2. Berto wasn’t perfect. Next door to the internet cafe was Berto’s mother’s restaurant. She was in her 80s and not doing well, and Berto helped her which meant he really ran the restaurant too. Since most of our meals were provided at the restaurant, it was tougher for us to get to it, but we felt motivated and Berto had become our friend, so all six of us one day had brunch there one day to see what it was all about. Well, Berto…Hm…This wasn’t his best thing. The kids ordered pancakes, and Berto pulled frozen Eggo pancakes out and popped them in the microwave. The syrup had ants in it, and ants were everywhere. It was not our best eating experience, but oh well, it was fine.
3. Berto cared about us. I really think he did. I have two distinct memories of this in how special and extra his care went.
I had started asking him about the BEST regional Mexican dish and he touted pozole, which is a soup made with hominy, and wow it’s good. Twice Berto set up a pozole meal for us. The first time was on the rooftop of a neighbor, and it was a glorious beginning. The second time he wanted to take us to the best pozole place in the city, and we ended up in a maze somewhere deep in downtown Acapulco, and yet again no surprise (unless you consider the Eggo pancakes and ant syrup) it was fabulous. We’re still making pozole and any time we see it on the menu, we’re buying it no questions asked.

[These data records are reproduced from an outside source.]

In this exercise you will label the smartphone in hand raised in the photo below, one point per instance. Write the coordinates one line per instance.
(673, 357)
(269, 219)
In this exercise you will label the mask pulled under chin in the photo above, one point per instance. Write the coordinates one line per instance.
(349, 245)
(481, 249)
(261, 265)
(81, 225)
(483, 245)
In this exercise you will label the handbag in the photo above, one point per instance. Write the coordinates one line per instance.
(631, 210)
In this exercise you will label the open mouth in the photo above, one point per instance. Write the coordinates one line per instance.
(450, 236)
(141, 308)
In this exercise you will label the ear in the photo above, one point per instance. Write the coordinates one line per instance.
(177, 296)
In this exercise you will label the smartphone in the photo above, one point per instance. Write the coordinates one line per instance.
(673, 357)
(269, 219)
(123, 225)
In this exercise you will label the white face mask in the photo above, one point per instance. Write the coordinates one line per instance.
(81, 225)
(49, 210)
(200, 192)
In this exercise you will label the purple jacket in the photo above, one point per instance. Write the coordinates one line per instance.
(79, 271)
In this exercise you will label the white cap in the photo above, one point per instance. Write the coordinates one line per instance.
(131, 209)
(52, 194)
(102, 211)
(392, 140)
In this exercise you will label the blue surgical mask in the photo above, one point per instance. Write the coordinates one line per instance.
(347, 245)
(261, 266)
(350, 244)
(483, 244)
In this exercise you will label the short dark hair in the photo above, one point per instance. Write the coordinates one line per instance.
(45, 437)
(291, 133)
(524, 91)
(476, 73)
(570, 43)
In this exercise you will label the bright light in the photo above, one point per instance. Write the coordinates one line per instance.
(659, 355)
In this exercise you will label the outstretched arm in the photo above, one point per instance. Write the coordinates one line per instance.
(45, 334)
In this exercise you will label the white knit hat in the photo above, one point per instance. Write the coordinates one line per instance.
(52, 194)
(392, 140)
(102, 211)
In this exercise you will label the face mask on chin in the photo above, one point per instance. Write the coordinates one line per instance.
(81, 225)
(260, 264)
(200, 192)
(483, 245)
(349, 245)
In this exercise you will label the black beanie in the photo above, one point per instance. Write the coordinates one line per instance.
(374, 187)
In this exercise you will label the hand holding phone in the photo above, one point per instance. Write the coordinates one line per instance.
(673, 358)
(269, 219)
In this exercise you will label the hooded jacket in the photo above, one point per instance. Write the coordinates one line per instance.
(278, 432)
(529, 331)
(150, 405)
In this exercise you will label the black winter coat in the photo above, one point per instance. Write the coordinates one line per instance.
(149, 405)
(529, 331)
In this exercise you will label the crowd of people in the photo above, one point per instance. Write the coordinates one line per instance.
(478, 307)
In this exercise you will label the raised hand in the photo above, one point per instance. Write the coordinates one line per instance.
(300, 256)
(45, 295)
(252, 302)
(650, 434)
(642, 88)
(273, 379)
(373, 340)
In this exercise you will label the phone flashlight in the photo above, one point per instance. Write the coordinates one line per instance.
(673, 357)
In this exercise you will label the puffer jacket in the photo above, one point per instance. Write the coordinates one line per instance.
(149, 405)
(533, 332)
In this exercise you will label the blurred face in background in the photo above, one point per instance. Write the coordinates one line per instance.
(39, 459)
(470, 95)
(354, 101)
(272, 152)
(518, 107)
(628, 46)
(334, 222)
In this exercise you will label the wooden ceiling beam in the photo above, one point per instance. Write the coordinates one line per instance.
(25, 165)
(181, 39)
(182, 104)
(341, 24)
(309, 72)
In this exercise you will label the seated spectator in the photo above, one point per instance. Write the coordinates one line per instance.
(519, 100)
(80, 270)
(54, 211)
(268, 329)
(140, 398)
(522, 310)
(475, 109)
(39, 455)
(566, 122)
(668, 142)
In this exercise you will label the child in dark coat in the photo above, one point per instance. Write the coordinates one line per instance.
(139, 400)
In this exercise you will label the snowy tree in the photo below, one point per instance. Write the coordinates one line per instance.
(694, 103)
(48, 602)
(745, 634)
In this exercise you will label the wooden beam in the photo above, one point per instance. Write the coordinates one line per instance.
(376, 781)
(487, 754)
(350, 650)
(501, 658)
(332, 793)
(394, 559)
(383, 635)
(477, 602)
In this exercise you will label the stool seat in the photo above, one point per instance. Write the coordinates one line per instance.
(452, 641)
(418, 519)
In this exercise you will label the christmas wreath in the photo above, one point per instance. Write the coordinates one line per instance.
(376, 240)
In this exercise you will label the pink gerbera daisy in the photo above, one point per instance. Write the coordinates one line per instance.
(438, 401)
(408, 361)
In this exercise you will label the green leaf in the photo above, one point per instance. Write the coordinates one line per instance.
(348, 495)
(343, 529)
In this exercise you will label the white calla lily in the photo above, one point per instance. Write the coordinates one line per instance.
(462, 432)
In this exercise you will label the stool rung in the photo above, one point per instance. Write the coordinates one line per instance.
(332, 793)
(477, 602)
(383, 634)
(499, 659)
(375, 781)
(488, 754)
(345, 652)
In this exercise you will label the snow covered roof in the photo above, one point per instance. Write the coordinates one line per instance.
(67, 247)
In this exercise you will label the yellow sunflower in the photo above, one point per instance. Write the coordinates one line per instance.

It was at that last pozole dinner that I started asking Berto about Yoli. My kids were gaga over Yoli, a regional soft drink, light in color similar to maybe a Mello Yello or something like that. I was thinking that I’d get my kids each a Yoli tshirt, and they’d like that instead of a more touristy item to take home. But I never saw anything that had any Yoli brand on it ever. I asked Berto where I could find Yoli tshirts so I could get some.
On our last day in town, Berto stopped by the orphanage and asked me to come to the car. He had six Yoli tshirts. But he hadn’t been able to find any to buy. So he’d had them made at a print shop. These were the only six Yoli tshirts in existence that he knew of and I had them for my kids. I hadn’t asked him to do that, and I hadn’t expected him to do that. I’m not sure why he did that. I may never see Berto again, but this man loved me, my kids, his city, and that made a huge impression on me.